As for the Federal Police, which has nearly 40,000 members, Fromow said slightly more than half are fully trained, i.e., in the final six months of the eight year period almost 20 thousand officers will have to be trained as well.
The head of the SETEC recognized that the [preventive] police being prepared is key, because they are what are technically called “first responders”, that is, they are the public servants in the entire public security and justice systems who are the first to have contact with a possible criminal act.
According to the guidelines of the National Code of Criminal Procedure, poor preservation of the scene, poor preservation of evidence or an arrest which is not conducted properly may be sufficient to annul the evidence or even cause a crimial proceeding to fail.
The emergency plan
The National Security Council, under the guidance of the SETEC, has designed a strategy that aims, in the coming months, to provide a basic, general course on performance under the new system to all agents in the police forces. This plan aims to complete 100% of the training by May 31, 2016, less than two weeks before the deadline.

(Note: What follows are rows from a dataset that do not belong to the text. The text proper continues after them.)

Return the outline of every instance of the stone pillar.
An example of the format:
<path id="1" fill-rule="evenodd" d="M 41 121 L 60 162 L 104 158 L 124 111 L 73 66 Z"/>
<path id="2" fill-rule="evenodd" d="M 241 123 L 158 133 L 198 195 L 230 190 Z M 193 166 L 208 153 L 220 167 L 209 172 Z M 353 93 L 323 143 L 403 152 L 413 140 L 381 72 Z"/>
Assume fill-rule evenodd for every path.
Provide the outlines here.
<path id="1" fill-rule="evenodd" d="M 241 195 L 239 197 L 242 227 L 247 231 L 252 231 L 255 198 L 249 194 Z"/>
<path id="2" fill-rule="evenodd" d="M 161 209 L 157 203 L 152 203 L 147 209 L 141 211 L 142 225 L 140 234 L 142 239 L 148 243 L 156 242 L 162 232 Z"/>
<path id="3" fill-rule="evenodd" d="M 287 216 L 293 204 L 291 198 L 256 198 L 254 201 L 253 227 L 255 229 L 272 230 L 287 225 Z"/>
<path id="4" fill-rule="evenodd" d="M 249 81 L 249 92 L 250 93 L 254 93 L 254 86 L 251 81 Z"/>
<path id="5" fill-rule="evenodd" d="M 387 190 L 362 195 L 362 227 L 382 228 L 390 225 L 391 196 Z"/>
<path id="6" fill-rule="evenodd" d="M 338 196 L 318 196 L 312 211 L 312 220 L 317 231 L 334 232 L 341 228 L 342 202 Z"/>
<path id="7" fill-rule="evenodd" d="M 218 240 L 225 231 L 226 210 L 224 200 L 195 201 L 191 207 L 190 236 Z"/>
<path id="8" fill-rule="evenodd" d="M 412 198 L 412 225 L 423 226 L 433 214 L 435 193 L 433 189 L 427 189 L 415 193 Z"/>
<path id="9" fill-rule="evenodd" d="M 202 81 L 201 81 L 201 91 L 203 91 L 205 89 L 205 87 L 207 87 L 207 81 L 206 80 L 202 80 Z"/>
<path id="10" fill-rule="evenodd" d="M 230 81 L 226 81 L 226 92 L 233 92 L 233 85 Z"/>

Fromow explained that the emergency plan consists mainly of 40-hour workshops that will be practical, prioritizing the teaching of basics like police response to a blatant offense, reading the book of human rights, the chain of custody of evidence and the proper use of force, among others.
“The truth is that we have a challenge ahead, and therefore, we designed this emergency program (…) We have already trained 90 instructors who will be training the trainers in the states, who are police with certain profiles that enable us to accelerate this training,” she said.
The training will start on November 16, when the ninety instructors will begin to train one thousand police around the country, so that that these are then converted into replicators of the knowledge they have acquired.
“They will be trainers of trainers and will work full time until May for each of them to train groups of thirty police at a time.” said Fromow.
But before they can start workshops, each state will have to complete a diagnosis of each police force to verify if any of its officers have received some kind of course and what the content of these were, with the aim of establishing whether the workshops need to begin from scratch or be a supplement. To do this, 32 state committees are gathering all the information as quickly as possible and the strategy will be based on that.
“Funding for this obviously comes from federal funds for implementation of the system. It is also important to note that we already have protocols ready for first respondents, such as safeguarding the scene and other fundamentals critical to the performance of the police,” explained Fromow.
Maria Elena Morera, an activist who has specialized in tracking issues such as the development of police, said security forces in the country are not even minimally prepared to act under the standards of the penal system, and in the time remaining, it will be difficult to achieve.
“It is true that the federal government is making a great effort to give a course to the police, but that does not mean they will know the subject; we will need to evaluate them,” she said.
The problem with 40-hour workshops that are to be taught, explained the activist, is that it is a truncated course, as the appropriate time needed for basic training–according to specialists–is 240 hours [six weeks if done full time]. The reason for cutting the time is to be able to finish the delivery of workshops to one hundred percent of the police by the end of May.
Morera recalled that there were eight years for this to be done. However, there were governors who waited until the end of their administrations to begin to implement the necessary actions. The result is that today there is not enough time for evaluation or testing.
“Many of the governors left this to the end, and today we have a lot of police who are not ready. We will begin to see the consequences of this in the middle of next year when the new system gets under way. (…) The police are definitely not prepared,” said the activist.